Citicorp, the nation's second largest bank, said yesterday it will sharply curtail student loans, mobile home and home improvement loans, limit the amount of cash customers can get with credit cards and raise monthly minimum credit card payments from $5 to $15.
Citicorp said it was taking the steps to comply with the Federal Reserve's edict to try to prevent any increase in consumer credit and to limit growth of all loans to 6 to 9 percent.
Federal Reserve Governor Nancy Teeters is scheduled to defend the Fed's strategy at a hearing called tomorrow by a house consumer affairs subcommittee headed by Rep. Frank Annunzio (D-Ill.).
Annunzio yesterday called the Federal Reserve plan "an off-the-wall program that places the entire burden of inflation on consumers."
A second hearing on consumer credit controls has been called for next week by Bob Eckhardt, chairman of another House subcommittee. Rep. Benjamin Rosenthal (D-N.Y.), who heads a third panel, also has asked Federal Reserve officials to justify their actions.
All three subcommittee chairmen and a number of other House members say they oppose suspending any provisions of the federal truth-in-lending law or other consumer protection measures as part of the credit control plan.
Federal Reserve staff members are discussing temporarily setting aside provisions that require lenders to give consumers advance notice of any changes in the terms of credit plans. Several states have laws requiring consumers be given three to six months notice of such changes.
The state laws could keep consumers from feeling the pinch of credit restrictions for months and would delay the cut in borrowing the Federal Reserve is trying to produce.
Lenders have asked the Federal Reserve for relief from the notice requirements and also have called for suspending the state usury laws that put an 18 percent ceiling on the interest charged on most credit cards. The Federal Reserve Board has taken no action on either issue.
Annunzio said lifting the usury ceiling will "put windfall profits in the hands of big lenders."

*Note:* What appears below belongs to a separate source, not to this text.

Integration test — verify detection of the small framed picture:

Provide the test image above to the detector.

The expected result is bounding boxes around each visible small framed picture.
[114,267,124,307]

Eckhardt warned that consumers could be hit with unexpected increases in their monthly bills and could lose the right to use credit cards they have been counting on.
The Texas congressman criticized the Federal Reserve for imposing credit controls without consulting either consumer groups or the administration's own consumer advisor, Esther Peterson.
Most lenders have not yet disclosed how they will limit consumer borrowing, but Citibank's announcement yesterday could set a pattern for smaller credit companies.